The collection itself riffed gently on those ideas – birds, feathers, twisted into ceaseless Chanel-isms. Riley Keough, Elvis’ granddaughter, played Paradis and swung on a perch in the cage while singing When Doves Cry – more bird symbolism. Incidentally, Chanel’s nickname of ‘Coco’ came from a cabaret song where she impersonated a cockerel’s crow – a ‘cocorico’, in French. And the collection itself was a breezy, easy whirlwind trip through Chanel’s timeless and ever-relevant house codes, from lightweight tweeds and jerseys, to billowy chiffons, to graphic black and white, in 77 riffs. Bows were knotted at the neck, pearls dangled, shoes were two-tone – although in their jacked-up platform proportions, they reminded you of Karl Lagerfeld’s ‘Minnie Mouse’ Chanel shoes of the early 1990s.

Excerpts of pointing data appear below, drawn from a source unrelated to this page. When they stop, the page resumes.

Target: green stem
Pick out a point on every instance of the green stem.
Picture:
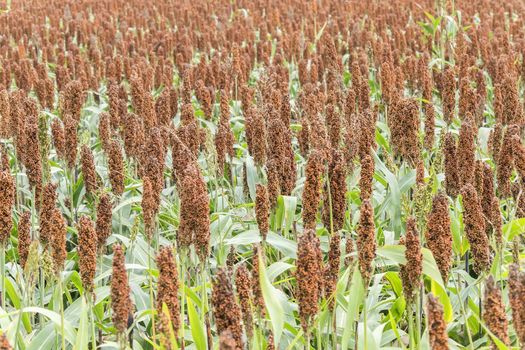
(91, 297)
(61, 304)
(151, 298)
(411, 328)
(183, 296)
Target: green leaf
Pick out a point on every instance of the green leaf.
(272, 302)
(69, 331)
(396, 253)
(354, 300)
(197, 331)
(82, 339)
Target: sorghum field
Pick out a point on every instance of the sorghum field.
(278, 174)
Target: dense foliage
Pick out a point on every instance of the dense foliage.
(272, 174)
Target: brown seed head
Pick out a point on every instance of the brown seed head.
(412, 271)
(334, 203)
(71, 140)
(24, 237)
(475, 228)
(466, 151)
(168, 286)
(244, 293)
(308, 276)
(116, 168)
(103, 224)
(226, 311)
(7, 201)
(366, 240)
(87, 251)
(451, 165)
(88, 169)
(439, 235)
(312, 188)
(331, 273)
(437, 328)
(516, 284)
(194, 213)
(367, 177)
(120, 300)
(58, 244)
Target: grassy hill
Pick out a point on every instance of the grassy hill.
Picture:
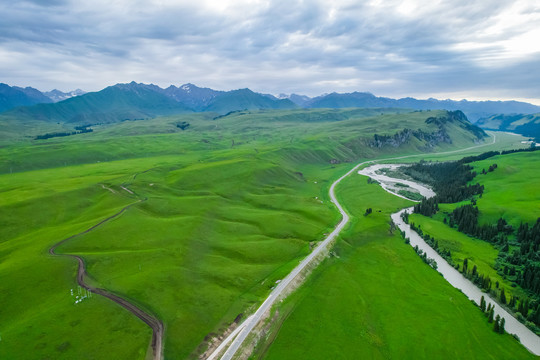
(221, 211)
(524, 124)
(374, 298)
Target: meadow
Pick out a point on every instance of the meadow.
(221, 211)
(511, 193)
(376, 299)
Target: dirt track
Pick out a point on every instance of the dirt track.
(155, 324)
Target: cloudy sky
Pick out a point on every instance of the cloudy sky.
(475, 49)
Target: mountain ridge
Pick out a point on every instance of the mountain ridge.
(135, 103)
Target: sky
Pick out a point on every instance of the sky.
(473, 49)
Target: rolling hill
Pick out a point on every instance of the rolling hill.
(524, 124)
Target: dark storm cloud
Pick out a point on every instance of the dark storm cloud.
(387, 47)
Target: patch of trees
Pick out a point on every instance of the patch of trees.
(449, 181)
(483, 156)
(78, 130)
(182, 125)
(446, 254)
(498, 322)
(403, 136)
(227, 114)
(465, 218)
(431, 262)
(532, 148)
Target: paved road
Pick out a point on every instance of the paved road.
(155, 324)
(237, 337)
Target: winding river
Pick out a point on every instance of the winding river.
(529, 339)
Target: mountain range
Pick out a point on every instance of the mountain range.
(137, 101)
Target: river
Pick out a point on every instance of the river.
(529, 339)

Lagerfeld’s ghost was as present here as Gabrielle Chanel’s, the endless remixer of her original greatest hits. So alongside classic tweeds, they came in Candy Crush colours, crashed together with denims – as Lagerfeld first did, scandalously, in 1991 – and cropped to mini level. Even that throwback to 1939 was a Lagerfeldian nod – he sometimes claimed to have been born in 1939 (making him a teen prodigy when he won the 1954 Wool Secretariat Prize alongside Yves Saint Laurent, as opposed to an astute and trained 21-year-old designer). And he often said that Chanel’s clothes of the 1930s were his favourite – they reflected his youth, the wardrobe his mother wore. So to see its reincarnation roaming the aisles of the Grand Palais, where he staged Chanel’s biggest triumphs, was satisfying.
Yet both that – and those Minnie Mouse platforms – reminded everyone present how big Lagerfeld’s shoes are chez Chanel, a creative director who managed to recreate a fashion house not in his own image, but in an image he devised and edited from an original – sharpened, retouched and redeveloped, like the expert photographer Lagerfeld was, alongside designer, author, wit, even dietician. It’s difficult to imagine who could follow – to borrow one of his aphorisms, scrawled under an image of the Chanel suit he ceaselessly reinvented: “Not what, but how next?” That’s exactly the question around Chanel, although this superb show of exactly what Chanel stands for then and now, was far greater than a mere exercise in treading water.